巫女見習いの私、悪魔に溺愛されたら何故か聖女になってしまいました。
「お前に理解して貰わなくて結構。いい加減黙れよ。死にたくなければさっさと結界を解け」
お爺ちゃんが紫電を放つ剣の刃先をトルスティ大司教へ突きつける。
「……っ」
”バチバチッ”と放電する剣を向けられ、トルスティ大司教のこめかみから一筋の汗が流れ落ちていく。

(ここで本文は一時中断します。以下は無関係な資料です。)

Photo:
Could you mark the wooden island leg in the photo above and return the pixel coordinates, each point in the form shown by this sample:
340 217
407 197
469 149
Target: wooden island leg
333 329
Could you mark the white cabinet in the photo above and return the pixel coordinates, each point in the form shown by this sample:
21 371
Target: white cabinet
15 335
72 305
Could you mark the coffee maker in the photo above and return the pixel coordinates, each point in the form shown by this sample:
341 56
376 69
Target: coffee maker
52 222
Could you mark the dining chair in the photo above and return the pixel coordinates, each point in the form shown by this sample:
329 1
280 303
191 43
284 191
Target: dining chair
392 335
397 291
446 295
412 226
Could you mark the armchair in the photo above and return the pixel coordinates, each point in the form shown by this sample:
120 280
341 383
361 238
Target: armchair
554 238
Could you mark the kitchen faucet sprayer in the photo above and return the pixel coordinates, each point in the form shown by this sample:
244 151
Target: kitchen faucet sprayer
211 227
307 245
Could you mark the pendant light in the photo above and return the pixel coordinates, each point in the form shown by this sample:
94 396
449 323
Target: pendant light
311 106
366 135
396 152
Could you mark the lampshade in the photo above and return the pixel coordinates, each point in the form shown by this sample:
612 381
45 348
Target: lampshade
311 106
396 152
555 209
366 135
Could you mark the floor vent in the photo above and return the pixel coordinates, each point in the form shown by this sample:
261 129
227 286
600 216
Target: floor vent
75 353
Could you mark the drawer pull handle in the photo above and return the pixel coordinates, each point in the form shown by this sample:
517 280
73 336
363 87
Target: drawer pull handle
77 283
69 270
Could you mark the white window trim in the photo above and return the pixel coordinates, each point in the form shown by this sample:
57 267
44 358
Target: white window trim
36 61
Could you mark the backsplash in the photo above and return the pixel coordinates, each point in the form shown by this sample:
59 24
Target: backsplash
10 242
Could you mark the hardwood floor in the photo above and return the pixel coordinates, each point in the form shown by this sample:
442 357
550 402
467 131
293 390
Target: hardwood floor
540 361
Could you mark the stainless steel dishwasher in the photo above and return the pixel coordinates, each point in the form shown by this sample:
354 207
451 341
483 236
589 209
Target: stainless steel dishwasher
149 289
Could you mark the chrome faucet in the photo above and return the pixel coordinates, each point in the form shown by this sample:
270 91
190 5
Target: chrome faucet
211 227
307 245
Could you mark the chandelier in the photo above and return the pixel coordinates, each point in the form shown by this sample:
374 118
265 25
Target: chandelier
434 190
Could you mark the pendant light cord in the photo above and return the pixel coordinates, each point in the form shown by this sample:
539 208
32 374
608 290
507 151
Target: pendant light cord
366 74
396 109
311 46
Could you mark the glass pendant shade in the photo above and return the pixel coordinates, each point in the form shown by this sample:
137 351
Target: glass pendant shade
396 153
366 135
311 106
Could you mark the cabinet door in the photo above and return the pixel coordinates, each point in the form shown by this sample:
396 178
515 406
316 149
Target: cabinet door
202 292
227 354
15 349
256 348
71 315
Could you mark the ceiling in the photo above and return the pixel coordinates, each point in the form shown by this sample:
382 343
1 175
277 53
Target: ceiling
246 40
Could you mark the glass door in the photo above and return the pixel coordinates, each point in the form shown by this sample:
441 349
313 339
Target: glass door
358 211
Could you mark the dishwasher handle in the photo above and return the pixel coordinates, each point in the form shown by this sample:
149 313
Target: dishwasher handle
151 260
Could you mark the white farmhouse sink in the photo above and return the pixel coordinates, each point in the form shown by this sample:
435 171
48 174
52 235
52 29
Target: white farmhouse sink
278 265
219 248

お爺ちゃんはトルスティ大司教から目を逸らさず、じっとその動向を窺っている。
その場にいる全員の視線がお爺ちゃんとトルスティ大司教へ向けられ、二人の様子を固唾を飲んで見守っている。
緊迫した雰囲気が流れていた玉座の間に、一瞬だけ空気の弛みを感じると、”ピキッ”と何かにヒビが入る音がした。
どうやら自分に勝ち目がないと悟ったトルスティ大司教が、ようやく防御結界を解いたらしい。
そしてやっと開放される、と玉座の間にいた人々が安堵した時、トルスティ大司教が懐から何かを取り出した。
全員が気を弛めた瞬間を狙い、トルスティ大司教が取り出した物は、闇のモノが閉じ込めてある黒い水晶玉だった。